The longstanding desire of the Sikh community to be able to visit one of their holiest sites, the last resting place of Guru Nanak Dev, in Pakistan has been fulfilled at last. Just four kilometers from the international border and visible on clear days, the Sikh shrine was awarded to Pakistan at the time of British India’s Partition in 1947.
It is indeed a pivotal moment in the history of India-Pakistan relations, which has received considerable public attention. Even the U.S. State Department underlined its importance when it gave a statement on the Kartarpur Corridor on the day of its opening. However, Indian Prime Minister Narendra Modi’s expression of gratitude to Pakistani Prime Minister Imran Khan for honoring the feelings of Indians on Kartarpur was baffling and contradictory.
Optimists would argue that when virtually every avenue of people-to-people contact between the two hostile neighbors has been closed, the opening of the Kartarpur corridor should be seen as the most positive development.
But pessimists would counter this optimism by arguing that trust between the main political actors – as well as the experience of sharing common values and goals – must exist prior to the institutionalization of the process of building trust.

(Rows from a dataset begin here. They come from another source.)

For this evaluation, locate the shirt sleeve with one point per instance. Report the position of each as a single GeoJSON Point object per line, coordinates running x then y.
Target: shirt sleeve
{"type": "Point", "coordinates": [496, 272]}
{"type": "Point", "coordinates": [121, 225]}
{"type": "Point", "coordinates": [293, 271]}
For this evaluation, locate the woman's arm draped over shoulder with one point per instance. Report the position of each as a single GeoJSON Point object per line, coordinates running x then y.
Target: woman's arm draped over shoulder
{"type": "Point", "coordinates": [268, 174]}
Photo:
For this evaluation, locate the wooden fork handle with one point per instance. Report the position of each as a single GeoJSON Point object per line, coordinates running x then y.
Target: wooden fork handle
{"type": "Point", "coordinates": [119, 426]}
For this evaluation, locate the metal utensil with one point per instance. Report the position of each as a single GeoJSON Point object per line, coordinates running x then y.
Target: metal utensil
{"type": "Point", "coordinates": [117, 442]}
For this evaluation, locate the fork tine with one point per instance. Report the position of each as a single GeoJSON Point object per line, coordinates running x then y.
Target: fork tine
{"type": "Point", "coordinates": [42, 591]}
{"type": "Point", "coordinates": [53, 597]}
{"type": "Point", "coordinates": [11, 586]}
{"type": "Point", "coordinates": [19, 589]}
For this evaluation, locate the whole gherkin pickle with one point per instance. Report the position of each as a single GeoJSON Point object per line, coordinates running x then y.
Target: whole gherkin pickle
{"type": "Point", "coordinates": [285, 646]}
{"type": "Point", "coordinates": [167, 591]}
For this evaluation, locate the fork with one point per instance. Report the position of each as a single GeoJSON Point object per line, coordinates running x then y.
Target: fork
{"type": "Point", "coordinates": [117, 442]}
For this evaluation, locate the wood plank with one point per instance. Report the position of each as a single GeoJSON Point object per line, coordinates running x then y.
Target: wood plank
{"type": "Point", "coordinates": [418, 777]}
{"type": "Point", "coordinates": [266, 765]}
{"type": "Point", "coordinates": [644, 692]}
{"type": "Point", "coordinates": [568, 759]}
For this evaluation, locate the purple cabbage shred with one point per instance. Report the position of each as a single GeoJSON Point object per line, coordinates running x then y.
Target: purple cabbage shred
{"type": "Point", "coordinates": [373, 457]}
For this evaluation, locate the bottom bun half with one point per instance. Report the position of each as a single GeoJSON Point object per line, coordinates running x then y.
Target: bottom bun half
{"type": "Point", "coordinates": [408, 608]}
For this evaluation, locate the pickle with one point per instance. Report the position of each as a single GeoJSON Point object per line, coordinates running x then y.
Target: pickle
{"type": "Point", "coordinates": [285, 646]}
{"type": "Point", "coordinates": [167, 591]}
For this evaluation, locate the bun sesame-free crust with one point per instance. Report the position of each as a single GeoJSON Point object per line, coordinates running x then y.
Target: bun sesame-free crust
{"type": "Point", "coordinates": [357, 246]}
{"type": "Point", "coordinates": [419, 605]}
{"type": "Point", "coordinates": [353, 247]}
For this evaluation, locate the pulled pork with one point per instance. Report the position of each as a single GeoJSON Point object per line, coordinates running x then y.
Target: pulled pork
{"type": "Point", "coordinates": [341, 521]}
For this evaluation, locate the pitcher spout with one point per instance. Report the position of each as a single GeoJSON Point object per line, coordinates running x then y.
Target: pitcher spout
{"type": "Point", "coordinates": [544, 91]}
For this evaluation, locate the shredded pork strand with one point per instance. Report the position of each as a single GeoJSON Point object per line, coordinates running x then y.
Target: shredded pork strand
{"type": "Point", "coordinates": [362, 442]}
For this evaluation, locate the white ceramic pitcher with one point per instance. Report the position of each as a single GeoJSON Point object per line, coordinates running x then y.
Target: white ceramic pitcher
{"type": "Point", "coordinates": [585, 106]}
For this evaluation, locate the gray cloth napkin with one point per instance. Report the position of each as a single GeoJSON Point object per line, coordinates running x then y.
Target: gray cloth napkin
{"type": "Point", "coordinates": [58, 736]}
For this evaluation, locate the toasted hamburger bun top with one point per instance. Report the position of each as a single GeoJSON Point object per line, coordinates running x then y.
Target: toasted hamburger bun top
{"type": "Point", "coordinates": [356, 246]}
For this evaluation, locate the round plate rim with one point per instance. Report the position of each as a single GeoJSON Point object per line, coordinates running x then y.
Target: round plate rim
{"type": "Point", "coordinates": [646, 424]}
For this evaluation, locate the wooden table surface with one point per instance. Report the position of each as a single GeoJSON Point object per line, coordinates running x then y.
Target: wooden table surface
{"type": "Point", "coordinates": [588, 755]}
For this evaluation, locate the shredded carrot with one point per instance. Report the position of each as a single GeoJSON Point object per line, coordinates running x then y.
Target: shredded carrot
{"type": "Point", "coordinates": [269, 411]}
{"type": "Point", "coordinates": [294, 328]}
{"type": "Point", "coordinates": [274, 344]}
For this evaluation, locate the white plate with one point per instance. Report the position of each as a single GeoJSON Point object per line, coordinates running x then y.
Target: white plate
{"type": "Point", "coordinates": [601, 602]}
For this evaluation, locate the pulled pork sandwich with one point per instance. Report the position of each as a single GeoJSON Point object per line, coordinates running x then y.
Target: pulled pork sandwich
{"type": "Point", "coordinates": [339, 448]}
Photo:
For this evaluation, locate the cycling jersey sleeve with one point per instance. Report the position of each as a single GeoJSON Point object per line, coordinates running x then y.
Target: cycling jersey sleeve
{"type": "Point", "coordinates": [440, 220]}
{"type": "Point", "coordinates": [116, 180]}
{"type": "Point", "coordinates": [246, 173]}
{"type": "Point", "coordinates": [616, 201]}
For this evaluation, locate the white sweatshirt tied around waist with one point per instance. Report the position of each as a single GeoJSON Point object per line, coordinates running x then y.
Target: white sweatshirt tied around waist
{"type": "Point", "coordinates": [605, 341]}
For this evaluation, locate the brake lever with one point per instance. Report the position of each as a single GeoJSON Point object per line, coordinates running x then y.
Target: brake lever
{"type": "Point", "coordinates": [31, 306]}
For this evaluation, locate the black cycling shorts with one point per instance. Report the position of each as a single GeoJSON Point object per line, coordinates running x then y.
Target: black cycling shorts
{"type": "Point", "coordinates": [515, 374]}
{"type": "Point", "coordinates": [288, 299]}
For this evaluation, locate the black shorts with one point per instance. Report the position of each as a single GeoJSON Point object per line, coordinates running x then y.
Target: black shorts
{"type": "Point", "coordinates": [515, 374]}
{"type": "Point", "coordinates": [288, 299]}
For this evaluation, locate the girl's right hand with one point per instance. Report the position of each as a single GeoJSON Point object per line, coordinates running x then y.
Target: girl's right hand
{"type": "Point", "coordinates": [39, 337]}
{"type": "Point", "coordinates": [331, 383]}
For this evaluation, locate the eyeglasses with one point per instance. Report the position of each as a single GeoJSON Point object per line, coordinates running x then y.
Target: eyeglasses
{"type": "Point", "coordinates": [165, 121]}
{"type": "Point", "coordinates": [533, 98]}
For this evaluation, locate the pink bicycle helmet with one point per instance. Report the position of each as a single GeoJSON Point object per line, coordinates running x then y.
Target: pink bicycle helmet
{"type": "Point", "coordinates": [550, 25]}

They would point to the fact that though Khan offered an olive branch of peace to Modi, he still could not stop himself from reiterating Pakistan’s long-held position on Kashmir when he raised the issue of alleged mistreatment of Kashmiris by India. Given his several domestic challenges on both economic and political fronts, Imran Khan has very few options but to raise the pitch on Kashmir, but there should be no doubt that Pakistan will not lose any opportunity to embarrass India on the issue.

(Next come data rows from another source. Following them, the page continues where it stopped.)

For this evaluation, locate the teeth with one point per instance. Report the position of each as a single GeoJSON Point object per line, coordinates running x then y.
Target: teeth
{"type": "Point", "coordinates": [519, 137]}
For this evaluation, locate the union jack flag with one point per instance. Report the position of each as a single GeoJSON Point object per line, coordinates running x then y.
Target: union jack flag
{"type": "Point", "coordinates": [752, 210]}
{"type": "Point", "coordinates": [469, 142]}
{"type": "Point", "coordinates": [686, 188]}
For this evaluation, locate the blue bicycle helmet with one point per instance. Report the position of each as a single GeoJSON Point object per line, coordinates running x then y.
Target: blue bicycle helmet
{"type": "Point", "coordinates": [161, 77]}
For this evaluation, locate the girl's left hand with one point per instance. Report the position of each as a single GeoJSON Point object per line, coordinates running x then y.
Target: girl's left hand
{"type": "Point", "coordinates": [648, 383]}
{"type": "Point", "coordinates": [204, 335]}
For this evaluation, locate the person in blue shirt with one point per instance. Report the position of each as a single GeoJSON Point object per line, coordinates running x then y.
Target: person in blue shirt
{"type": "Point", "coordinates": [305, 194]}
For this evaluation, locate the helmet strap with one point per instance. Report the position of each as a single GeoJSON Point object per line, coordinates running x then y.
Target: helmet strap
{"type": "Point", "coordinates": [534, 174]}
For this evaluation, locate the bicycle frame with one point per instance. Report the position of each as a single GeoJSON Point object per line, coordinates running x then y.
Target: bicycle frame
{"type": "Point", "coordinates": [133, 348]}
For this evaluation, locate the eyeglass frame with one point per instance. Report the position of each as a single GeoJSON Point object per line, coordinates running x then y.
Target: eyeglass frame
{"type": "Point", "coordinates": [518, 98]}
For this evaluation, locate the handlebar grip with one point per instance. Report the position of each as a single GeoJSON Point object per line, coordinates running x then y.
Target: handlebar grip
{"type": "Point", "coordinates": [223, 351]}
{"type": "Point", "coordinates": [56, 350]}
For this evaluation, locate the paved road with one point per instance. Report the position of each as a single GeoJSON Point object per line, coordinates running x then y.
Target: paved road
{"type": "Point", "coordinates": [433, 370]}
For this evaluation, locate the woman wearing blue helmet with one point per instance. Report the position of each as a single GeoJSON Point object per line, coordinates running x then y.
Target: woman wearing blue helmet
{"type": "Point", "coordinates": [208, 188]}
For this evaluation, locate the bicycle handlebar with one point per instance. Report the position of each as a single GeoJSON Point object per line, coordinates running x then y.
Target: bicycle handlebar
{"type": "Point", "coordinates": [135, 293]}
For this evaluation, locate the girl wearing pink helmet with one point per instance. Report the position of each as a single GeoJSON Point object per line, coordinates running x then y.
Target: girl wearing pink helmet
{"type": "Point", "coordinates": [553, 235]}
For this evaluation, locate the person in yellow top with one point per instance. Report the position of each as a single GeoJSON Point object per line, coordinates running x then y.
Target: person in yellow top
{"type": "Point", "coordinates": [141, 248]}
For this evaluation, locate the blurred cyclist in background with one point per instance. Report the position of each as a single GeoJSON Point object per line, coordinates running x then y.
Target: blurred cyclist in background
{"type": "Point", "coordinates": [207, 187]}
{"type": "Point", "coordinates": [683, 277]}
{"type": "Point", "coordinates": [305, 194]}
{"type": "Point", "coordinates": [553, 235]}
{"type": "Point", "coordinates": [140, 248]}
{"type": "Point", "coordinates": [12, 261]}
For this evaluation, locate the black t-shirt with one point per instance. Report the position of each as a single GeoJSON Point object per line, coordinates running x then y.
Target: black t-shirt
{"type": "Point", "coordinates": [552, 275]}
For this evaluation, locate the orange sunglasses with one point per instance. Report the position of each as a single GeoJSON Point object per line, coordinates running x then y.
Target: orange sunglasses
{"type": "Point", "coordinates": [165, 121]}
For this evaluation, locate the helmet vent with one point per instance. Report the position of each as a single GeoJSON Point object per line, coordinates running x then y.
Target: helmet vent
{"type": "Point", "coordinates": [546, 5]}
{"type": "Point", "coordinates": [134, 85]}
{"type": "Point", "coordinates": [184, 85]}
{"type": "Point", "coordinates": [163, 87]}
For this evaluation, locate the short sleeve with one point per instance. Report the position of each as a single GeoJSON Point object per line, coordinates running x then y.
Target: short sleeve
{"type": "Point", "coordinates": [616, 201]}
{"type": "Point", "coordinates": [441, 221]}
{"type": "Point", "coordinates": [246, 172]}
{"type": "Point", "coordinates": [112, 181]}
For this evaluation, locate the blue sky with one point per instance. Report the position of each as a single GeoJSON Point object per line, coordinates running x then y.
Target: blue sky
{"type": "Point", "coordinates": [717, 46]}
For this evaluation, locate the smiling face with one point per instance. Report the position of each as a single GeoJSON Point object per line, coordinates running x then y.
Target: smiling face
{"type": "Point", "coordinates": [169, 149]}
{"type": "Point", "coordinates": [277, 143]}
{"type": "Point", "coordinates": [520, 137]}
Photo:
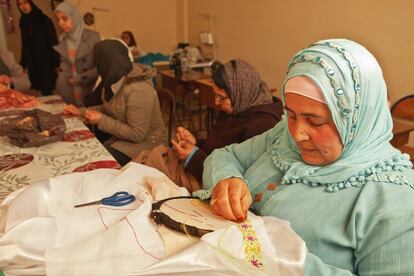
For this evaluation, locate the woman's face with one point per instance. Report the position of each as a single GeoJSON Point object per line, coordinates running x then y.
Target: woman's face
{"type": "Point", "coordinates": [65, 22]}
{"type": "Point", "coordinates": [313, 129]}
{"type": "Point", "coordinates": [222, 99]}
{"type": "Point", "coordinates": [126, 38]}
{"type": "Point", "coordinates": [25, 6]}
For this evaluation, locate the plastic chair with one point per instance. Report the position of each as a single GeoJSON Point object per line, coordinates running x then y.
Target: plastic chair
{"type": "Point", "coordinates": [167, 99]}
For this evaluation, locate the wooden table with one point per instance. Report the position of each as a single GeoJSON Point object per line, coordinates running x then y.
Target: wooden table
{"type": "Point", "coordinates": [78, 151]}
{"type": "Point", "coordinates": [183, 87]}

Meanwhile, Modi thanked the Pakistani workers who had built the corridor in record time. But his attempts to equate the opening of the Kartarpur Corridor with the fall of the Berlin Wall are not supported by facts on the ground, and therefore lack substance. Three decades ago, the fall of the Berlin Wall signified the end of the arbitrary division between East Germany and West Germany. But it also signaled the end of the Cold War; the two superpowers were locked in a bitter post-World War II rivalry, and the disappearance of the Berlin Wall ensured that only one remained. Since the Cold War between India and Pakistan is yet to be terminated, it is not clear if Modi meant the territorial disintegration of India’s bitterest enemy by his Berlin Wall analogy.

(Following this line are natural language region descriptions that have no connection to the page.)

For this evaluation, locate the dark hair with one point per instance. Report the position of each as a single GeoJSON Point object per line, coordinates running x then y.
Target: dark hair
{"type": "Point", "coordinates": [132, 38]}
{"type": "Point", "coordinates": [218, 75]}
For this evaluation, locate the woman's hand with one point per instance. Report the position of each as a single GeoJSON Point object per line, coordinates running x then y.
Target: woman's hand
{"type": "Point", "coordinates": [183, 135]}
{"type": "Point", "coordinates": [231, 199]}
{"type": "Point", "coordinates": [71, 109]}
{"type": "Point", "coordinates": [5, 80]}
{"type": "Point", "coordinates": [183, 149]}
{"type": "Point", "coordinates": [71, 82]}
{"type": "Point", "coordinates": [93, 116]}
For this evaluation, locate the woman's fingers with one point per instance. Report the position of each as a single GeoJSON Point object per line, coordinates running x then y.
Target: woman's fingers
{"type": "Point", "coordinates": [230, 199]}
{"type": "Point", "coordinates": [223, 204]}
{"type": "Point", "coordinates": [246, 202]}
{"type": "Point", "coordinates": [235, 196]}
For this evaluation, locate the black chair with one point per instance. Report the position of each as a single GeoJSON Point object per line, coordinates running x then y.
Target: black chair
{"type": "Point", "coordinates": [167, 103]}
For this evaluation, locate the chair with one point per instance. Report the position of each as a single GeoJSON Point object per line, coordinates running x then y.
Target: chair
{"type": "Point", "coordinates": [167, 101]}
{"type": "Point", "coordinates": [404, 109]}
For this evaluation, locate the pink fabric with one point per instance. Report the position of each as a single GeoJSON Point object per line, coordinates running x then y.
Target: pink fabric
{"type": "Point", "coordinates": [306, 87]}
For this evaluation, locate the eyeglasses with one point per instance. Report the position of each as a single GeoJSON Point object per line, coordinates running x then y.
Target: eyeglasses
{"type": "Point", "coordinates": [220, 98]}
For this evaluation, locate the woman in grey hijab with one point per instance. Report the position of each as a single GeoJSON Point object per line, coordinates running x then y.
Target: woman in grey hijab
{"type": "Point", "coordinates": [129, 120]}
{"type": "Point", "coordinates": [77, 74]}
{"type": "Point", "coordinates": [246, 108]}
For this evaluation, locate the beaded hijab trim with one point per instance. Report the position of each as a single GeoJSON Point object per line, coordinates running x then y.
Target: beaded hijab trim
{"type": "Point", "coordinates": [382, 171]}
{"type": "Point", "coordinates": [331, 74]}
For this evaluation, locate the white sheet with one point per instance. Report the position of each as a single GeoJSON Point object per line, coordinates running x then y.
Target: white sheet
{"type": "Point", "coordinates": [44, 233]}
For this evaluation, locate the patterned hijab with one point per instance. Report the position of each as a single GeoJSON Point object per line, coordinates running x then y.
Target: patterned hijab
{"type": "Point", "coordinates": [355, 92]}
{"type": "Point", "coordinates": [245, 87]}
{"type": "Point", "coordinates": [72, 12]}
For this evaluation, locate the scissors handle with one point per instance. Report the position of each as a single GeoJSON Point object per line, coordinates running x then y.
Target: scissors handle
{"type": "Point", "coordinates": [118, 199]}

Modi inaugurated the Indian side of the corridor at Dera Baba Nanak in Gurdaspur but his absence from the main ceremony at Darbar Sahib Gurdwara in Kartarpur was deliberate. His preference to remain on the India side of the Redcliff Line and let the Indian delegation — including Punjab Chief Minister Amarinder Singh and former Indian Prime Minister Manmohan Singh — be on the other side belies the hope of the Kartarpur Corridor being a breakthrough in India and Pakistan’s fractured relationship. In a recent public address, India’s external affairs minister has already ruled out the possibility of a dialogue with Pakistan, which “has built an industry of terror.”